Mundo

Mundo em desarranjo

À medida em que o presidente francês, Emmanuel Macron vai ficando cada vez mais acuado pelos protestos que paralisam o país, comparações com os protestos de 2013 no Brasil começam a emergir com cada vez mais frequência. Claro, as semelhanças estão aí, principalmente na ânsia de apresentar-se como algo espontâneo, orgânico, desassociado de qualquer forma de organização, digamos, tradicional – partidos, sindicatos, movimentos populares…

A novidade? Até agora, esse tipo de protesto vinha acontecendo em países com governos progressistas. E Macron pode ser acusado de tudo, menos de ser progressista. Ou seja, há algo ainda mais forte por trás desses movimentos: uma profunda ansiedade anti sistêmica, contra “tudo isso que está aí”, independentemente do governo de ocasião.

O problema é que, ao invés de responder a essa ansiedade com novas formas de organização, com uma resignificação do que é a política e sua importância para a reconstrução do tecido social, o que vemos é justamente o contrário: o retorno aos erros do passado – inclusive de formas tão caricaturadas que chegam a ser humilhantes, como estamos vendo no Brasil.

O G20 é outro bom exemplo disso. O encontro, que marcou a primeira visita oficial de Trump à América Latina, terminou como vem terminando a grande maioria dos encontros multilaterais: como uma declaração que mais parece a pedra que faltava para enterrar todas os instrumentos de concertação internacional. O foco deixa de ser a construção de relações amplas entre os países, para dar ênfase a relações bilaterais desiguais – ou seja, que favorecem amplamente os mais fortes, enquanto outros se vêem obrigados (ou o fazem de vontade “própria”) a se submeterem à condições absolutamente desfavoráveis a seus interesses nacionais. Aqui, de novo, o Brasil se presta a catalisador do movimento engendrado pelos Estados Unidos — enquanto, Rússia, Índia e China reforçam as discussões sobre cooperação em temas de economia e segurança. Já vimos esse filme.

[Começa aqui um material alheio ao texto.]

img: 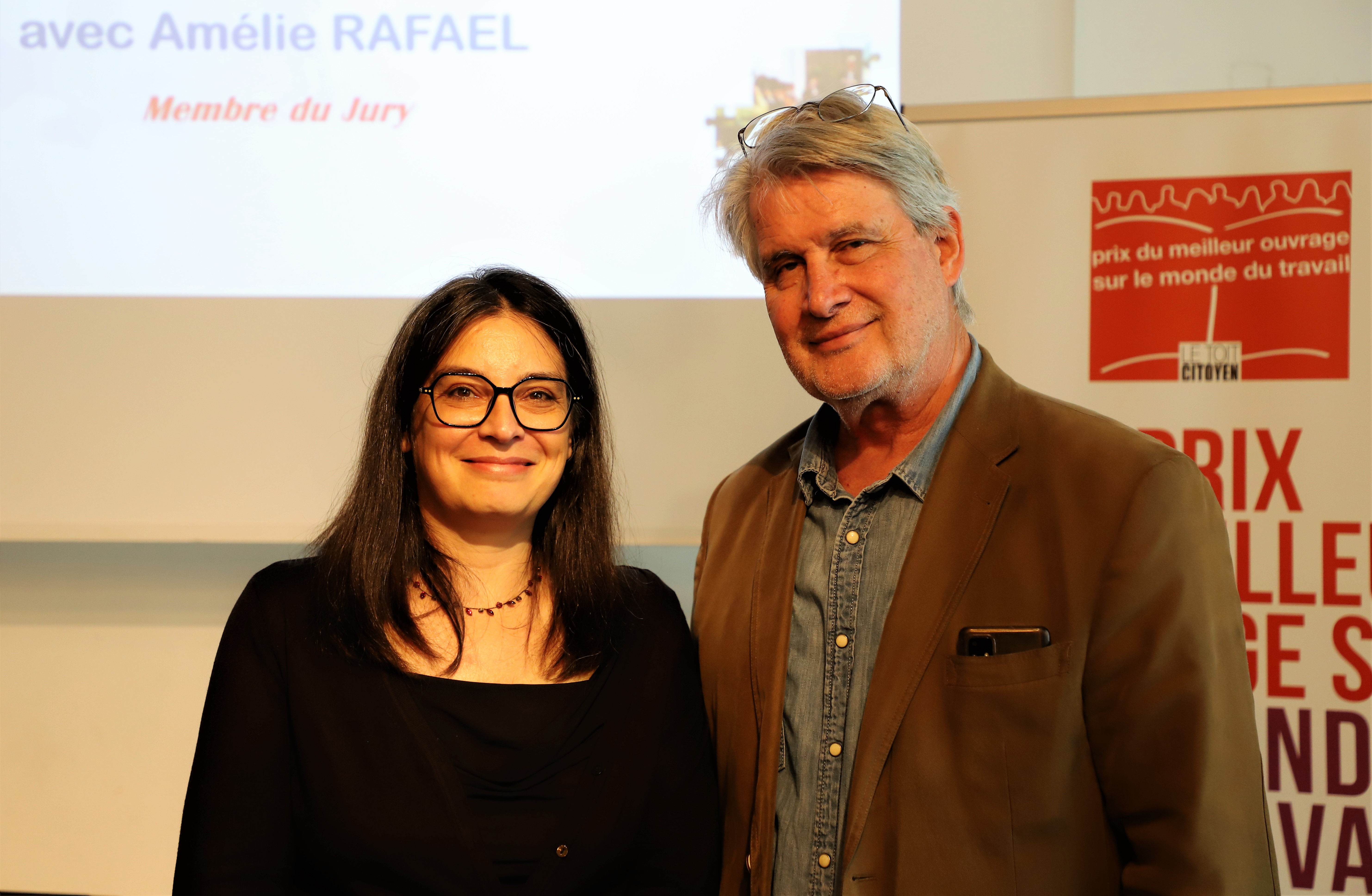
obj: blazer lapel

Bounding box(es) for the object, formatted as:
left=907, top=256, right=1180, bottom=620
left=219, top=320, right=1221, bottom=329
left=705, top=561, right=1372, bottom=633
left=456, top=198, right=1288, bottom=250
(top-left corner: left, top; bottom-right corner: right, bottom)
left=834, top=350, right=1015, bottom=868
left=748, top=467, right=805, bottom=893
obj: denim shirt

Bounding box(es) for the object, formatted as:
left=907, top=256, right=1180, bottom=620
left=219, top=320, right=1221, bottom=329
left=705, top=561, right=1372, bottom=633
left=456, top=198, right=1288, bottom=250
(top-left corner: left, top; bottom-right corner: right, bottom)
left=772, top=339, right=981, bottom=896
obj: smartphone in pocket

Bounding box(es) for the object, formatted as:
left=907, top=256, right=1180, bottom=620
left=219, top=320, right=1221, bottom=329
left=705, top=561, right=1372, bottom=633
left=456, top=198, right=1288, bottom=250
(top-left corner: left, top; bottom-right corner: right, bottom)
left=958, top=626, right=1052, bottom=656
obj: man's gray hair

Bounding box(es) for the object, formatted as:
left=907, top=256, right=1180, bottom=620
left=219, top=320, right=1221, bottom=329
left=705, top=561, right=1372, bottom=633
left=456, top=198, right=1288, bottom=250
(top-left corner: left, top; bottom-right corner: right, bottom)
left=703, top=96, right=973, bottom=324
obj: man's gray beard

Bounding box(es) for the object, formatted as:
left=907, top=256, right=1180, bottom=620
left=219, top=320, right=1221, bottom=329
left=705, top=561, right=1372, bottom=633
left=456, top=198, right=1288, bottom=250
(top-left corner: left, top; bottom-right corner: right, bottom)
left=786, top=319, right=937, bottom=409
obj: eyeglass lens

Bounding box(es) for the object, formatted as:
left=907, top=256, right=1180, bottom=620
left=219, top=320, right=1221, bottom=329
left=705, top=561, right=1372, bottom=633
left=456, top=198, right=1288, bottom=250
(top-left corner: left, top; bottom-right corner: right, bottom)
left=434, top=373, right=572, bottom=429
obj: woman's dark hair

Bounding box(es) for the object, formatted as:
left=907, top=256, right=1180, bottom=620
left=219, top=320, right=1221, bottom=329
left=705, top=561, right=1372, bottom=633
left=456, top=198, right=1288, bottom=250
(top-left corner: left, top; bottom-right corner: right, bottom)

Falando em caricaturas, não poderia terminar a coluna dessa semana sem falar de uma das mais caricatas figuras do cenário internacional, o secretário-geral da OEA, Luis Almagro. Por anos, Almagro vem ignorando as profundas violações de direitos humanos no México. Mas foi só López Obrador assumir a presidência, que o país voltou a existir, assim, num passe de mágica. O que reforça a leitura de que há uma tendência cada vez mais aberta de usar os foros multilaterais para atacar países não-alinhados, enquanto as decisões de real importância acontecem a portas fechadas, bem longe do escrutínio público.

Enfim, estaríamos diante de um rearranjo de forças capaz de significar uma quebra permanente no estado de coisas? Ou seria somente um período de reacomodação dentro do mesmo esquema? Os protestos na França, a eleição de deputados de extrema-direita em Andaluzia, López Obrador no México… São respostas distintas para o mesmo problema, a precarização e a desesperança, frutos de um sistema em franca decadência.